Thin-film lithium niobate (TFLN) photonic integrated circuits are driving the development of next-generation optoelectronic technologies. Due to the indirect bandgap nature of lithium niobate, the TFLN photonic integrated chips typically require off-chip light sources. Thus, grating couplers are key components for enabling efficient coupling between external light sources and the integrated chip. Existing research on TFLN grating couplers has primarily focused on oblique incidence configurations. While uniform gratings under angled incidence can achieve higher coupling efficiencies, they are less favorable during coupling and packaging processes due to the difficulty in accurately controlling the incident angle, which may introduce additional coupling losses. Vertical incidence is advantageous for device packaging; however, it often suffers from significant back-reflection caused by second-order Bragg diffraction. To mitigate this effect, efficient vertical coupling can be achieved by designing dual-layer gratings or incorporating a bottom reflector. However, such approaches often involve complex fabrication steps and may induce additional optical losses in other on-chip components. Therefore, it is of great significance to develop efficient vertical grating couplers on TFLN using standard films without metallic reflectors by carefully designing the grating structure and adopting relatively simple fabrication procedures. Such an approach will facilitate the integration of TFLN photonic chips with off-chip light sources.

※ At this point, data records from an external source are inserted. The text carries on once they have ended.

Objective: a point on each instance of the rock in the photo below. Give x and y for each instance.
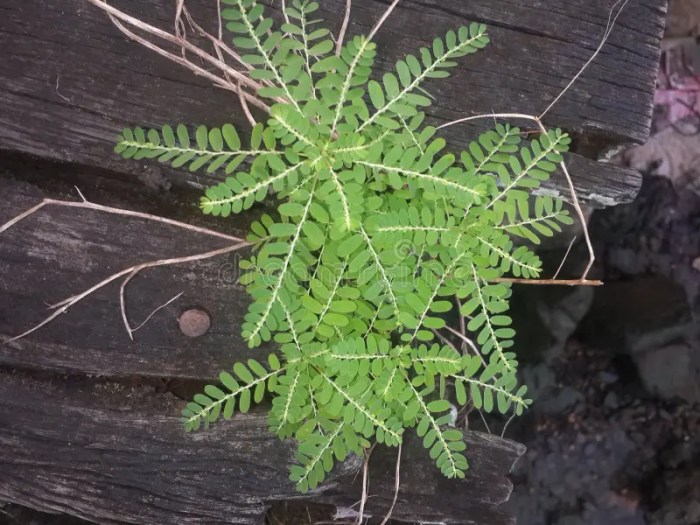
(669, 372)
(611, 401)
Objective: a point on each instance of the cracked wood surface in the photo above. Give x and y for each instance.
(113, 450)
(71, 81)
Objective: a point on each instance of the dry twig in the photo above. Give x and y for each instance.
(397, 477)
(62, 306)
(343, 28)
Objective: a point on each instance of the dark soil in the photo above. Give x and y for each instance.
(614, 435)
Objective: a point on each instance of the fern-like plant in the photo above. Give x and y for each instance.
(377, 230)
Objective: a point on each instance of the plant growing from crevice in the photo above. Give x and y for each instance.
(379, 232)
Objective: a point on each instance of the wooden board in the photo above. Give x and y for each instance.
(72, 80)
(117, 454)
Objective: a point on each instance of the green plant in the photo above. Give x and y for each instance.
(378, 231)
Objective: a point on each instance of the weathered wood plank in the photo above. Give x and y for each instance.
(72, 80)
(114, 454)
(59, 252)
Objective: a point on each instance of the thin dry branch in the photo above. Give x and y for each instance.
(463, 337)
(548, 282)
(132, 269)
(566, 256)
(365, 488)
(397, 484)
(608, 30)
(116, 15)
(381, 21)
(62, 306)
(343, 28)
(85, 204)
(574, 202)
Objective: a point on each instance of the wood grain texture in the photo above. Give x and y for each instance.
(72, 80)
(116, 454)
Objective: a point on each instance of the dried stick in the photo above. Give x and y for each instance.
(122, 306)
(246, 110)
(574, 197)
(381, 21)
(574, 202)
(468, 341)
(85, 204)
(117, 15)
(505, 427)
(132, 269)
(566, 256)
(143, 323)
(365, 489)
(187, 64)
(548, 282)
(606, 35)
(397, 477)
(62, 306)
(343, 28)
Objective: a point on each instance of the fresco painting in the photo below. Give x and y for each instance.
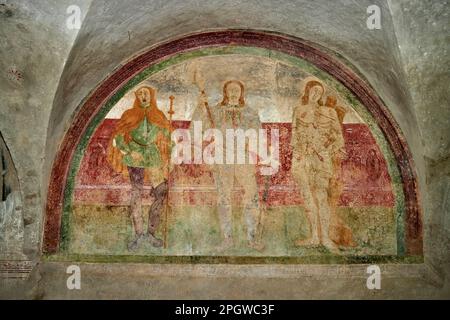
(322, 183)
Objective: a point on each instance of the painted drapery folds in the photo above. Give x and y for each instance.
(234, 153)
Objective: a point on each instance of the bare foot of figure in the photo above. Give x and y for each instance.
(330, 245)
(156, 242)
(136, 242)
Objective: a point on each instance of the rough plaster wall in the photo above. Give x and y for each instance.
(35, 39)
(423, 32)
(114, 31)
(35, 42)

This study presents the design of a non-uniform grating with a spatially varying period and duty cycle to achieve efficient vertical coupling. The grating structure is optimized using the L-BFGS-B algorithm, which is based on gradient descent. To ensure consistency between the design and the experimental results, the initial structural parameters are determined. A linearly tapered grating is then constructed to enable preliminary vertical coupling. The simulations are conducted using the finite-difference time-domain (FDTD) method with perfectly matched layer (PML) boundary conditions. The objective function in the inverse design is defined as the coupling efficiency of the vertical grating coupler, and a minimum feature size constraint of 300 nm is applied based on current fabrication capabilities. During optimization, the algorithm adjusts the widths of each grating tooth and trench according to the objective function, with gradients estimated via two FDTD simulations per iteration. The structural parameters are updated iteratively under the feature size constraint, and the process is repeated until 250 iterations are completed. After several rounds of simulation validation, 250 iterations are found to be sufficient to obtain the optimal structural parameters. Following the completion of the design optimization, simulations are also conducted to evaluate the impact of fabrication errors on the grating coupling efficiency.

Simulation results indicate that the designed vertical grating coupler achieves a coupling efficiency of -1.9 dB at 1550 nm. The grating is fabricated using electron beam lithography and ion beam etching. Scanning electron microscope (SEM) images reveal that the grating surface and sidewalls are clean and smooth. After fabrication, the device is characterized using the fiber-to-chip vertical coupling setup. Experimental measurements indicate a peak coupling efficiency of -4.3 dB near 1550 nm. The discrepancy between the measured and simulated results is mainly due to a fabrication-induced structural deviation of approximately 20 nm. Future improvements in fabrication processes may further enhance the device performance. In the 1525?1575 nm wavelength range, the measured spectral response aligns well with the simulation results. The vertical grating coupler proposed in this work is designed via an inverse design approach and fabricated using a simple process involving only a single lithography and etching step, without the need of heterogeneous material integration or metal reflectors. The measured coupling efficiency of -4.3 dB meets the basic requirements for photonic device testing and research. The 3 dB bandwidth of 25 nm is sufficient to support applications in lithium niobate based nonlinear photonic chips where single-wavelength lasers are used as the input light sources.

This work presents a vertical grating coupler on TFLN, designed using an inverse design method. The grating period and duty cycle are optimized using a gradient descent algorithm, and the coupler is fabricated through a single-step etching process. In the 1550 nm communication band, the fabricated coupler achieves a vertical coupling efficiency of -4.3 dB and a 3 dB bandwidth of approximately 25 nm. A deviation from the simulated efficiency (-1.94 dB) is observed, primarily due to fabrication limitations. Further performance improvements are expected with process optimization. The developed vertical grating coupler provides a practical and efficient solution for integrating off-chip light sources with TFLN photonic chips.